44% of HMOs in Florida report 2014 losses – Database – South Florida Business Journal

44% of HMOs in Florida report 2014 losses – database

via 44% of HMOs in Florida report 2014 losses – Database – South Florida Business Journal.

Of the 34 HMOs in Florida listed in a report from the Florida Office of Insurance Regulation, 15 reported losses in 2014.

Losses ranged from $14.6 million to $165.1 million, while profits ranged from $138,555 to $333 million. In total, the combined 34 HMOs reported net income of $66.5 million in 2014, which is a 90 percent decrease from the collective $648 million profit reported by 39 HMOs in 2013.

The 15 HMOs reporting losses in 2014 account for 44 percent of the HMOs in Florida.

The Business Journal combined 2014 net incomes, 2013 net incomes, and the change in 2014/2013 net incomes in a searchable database. Click here to see which HMOs reported the highest profits, the biggest losses, and who saw the greatest change year-over-year.

Sunshine State Health Plan and UnitedHealthcare of Florida reported the biggest negative changes in net income between 2013 and 2014 at over $125 million for each HMO. Medica Healthcare Plans and Health Palm Beaches reported the largest positive change in net income between 2013 and 2014, at $14.3 million and $13.6 million, respectively.

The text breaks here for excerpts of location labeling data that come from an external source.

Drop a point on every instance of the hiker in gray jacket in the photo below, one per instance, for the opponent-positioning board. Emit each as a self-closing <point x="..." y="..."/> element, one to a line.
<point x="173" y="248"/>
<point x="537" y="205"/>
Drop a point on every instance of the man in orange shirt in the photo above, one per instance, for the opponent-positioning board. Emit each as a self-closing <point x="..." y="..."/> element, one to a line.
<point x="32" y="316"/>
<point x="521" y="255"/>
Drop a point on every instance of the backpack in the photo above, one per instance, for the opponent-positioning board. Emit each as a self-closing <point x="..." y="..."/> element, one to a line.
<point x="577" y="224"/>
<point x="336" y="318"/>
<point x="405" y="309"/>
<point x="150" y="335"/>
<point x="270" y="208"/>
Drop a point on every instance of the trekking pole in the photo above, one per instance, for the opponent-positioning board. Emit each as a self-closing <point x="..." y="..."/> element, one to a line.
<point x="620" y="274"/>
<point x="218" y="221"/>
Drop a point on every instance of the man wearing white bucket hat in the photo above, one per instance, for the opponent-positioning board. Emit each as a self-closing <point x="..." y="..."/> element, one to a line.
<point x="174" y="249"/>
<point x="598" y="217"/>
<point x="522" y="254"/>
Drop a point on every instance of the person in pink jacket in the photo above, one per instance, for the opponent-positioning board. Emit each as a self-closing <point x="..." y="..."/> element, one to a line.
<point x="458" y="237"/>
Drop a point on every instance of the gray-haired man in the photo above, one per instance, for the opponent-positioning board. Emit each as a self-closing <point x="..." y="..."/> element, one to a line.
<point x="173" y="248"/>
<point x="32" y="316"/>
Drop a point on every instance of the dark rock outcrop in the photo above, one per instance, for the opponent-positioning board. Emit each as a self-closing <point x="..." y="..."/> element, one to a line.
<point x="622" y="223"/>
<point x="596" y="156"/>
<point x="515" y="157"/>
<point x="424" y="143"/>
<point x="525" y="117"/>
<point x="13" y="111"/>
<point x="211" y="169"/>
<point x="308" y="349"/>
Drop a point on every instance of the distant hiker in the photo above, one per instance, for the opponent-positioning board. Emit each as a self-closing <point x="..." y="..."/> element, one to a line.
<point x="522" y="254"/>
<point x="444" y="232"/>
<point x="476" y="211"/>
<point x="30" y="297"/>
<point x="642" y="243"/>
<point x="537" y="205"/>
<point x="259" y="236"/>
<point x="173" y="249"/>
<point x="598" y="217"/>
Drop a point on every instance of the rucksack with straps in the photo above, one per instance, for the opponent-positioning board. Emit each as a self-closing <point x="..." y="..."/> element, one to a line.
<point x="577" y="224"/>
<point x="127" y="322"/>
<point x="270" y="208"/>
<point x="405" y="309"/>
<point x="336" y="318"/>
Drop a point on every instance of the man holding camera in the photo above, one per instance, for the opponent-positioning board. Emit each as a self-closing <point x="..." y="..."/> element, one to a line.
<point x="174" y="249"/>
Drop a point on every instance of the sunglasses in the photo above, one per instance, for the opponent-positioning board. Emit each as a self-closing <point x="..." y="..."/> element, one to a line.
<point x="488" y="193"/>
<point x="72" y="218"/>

HMOs in Florida has a tumultuous year in 2014 partly due to an influx of new members, Minn.-based insurance analyst Allan Baumgarten previously told theBusiness Journal. “That can be tied to problems in adding new providers to the network when the HMO is under a time crunch to get hospitals and physicians under contract,” he said. “Sometimes the providers sense weakness and try to boost their prices.”

It’s likely that 2015’s Affordable Care Act enrollment numbers will dramatically affect HMOs performance in Florida, which topped the nation among states using federally-facilitated marketplaces to enroll people in the ACA, also known as Obamacare. More than 1.3 million Floridians enrolled in a plan during the 2015 ACA open enrollment period.

In addition, merger and acquisition activity among health plans could affect net income in the short term. Humana Inc. agreed to a $37 billion buyout by Aetna Inc. on Monday. That acquisition will amount to a potential move of more than 900,000 Humana members as of 2014 in Florida to Aetna, which itself had just over 220,000 members at the end of last year in the state.